W niedzielę (17 czerwca) uroczyście zostaną zakończone czterodniowe zmagania ludzi sprawnych inaczej, którzy w Goduszynie, w stadninie „Gostar” wzięli udział w edycji Olimpiad Specjalnych.
W imprezie uczestniczyło 50 osób z całej Polski.
Wszyscy mogli zmierzyć się z własnymi słabościami i udowodnić, że mimo różnego stopnia niesprawności, są w stanie sprostać temu, czego boi się nie jeden pełnosprawny człowiek.
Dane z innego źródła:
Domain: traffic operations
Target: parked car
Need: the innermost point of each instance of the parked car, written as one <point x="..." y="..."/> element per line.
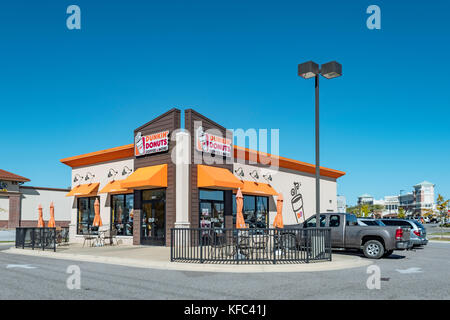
<point x="418" y="232"/>
<point x="370" y="222"/>
<point x="374" y="241"/>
Przez cztery dni młodzi i starsi olimpijczycy startowali w różnych konkurencjach, w tym także w siodle, dosiadając koni hodowanych w przyjaznej stadninie. – To zwierzęta bardzo łagodne i odpowiednio ułożone spełniają bardzo ważną rolę w leczeniu ludzi z różnymi niepełnosprawnościami. W wielu przypadkach hipoterapia bywa niezastąpiona – mówią organizatorzy. – Jest ona pomocna zwłaszcza młodym ludziom dotkniętym porażeniem mózgowym.
W olimpiadzie nie ma klasyfikacji zwycięzców. Wygrywają wszyscy uczestnicy. Samo przełamanie strachu jest wielkim sukcesem, za który każdy ze startujących dostał ogromne brawa.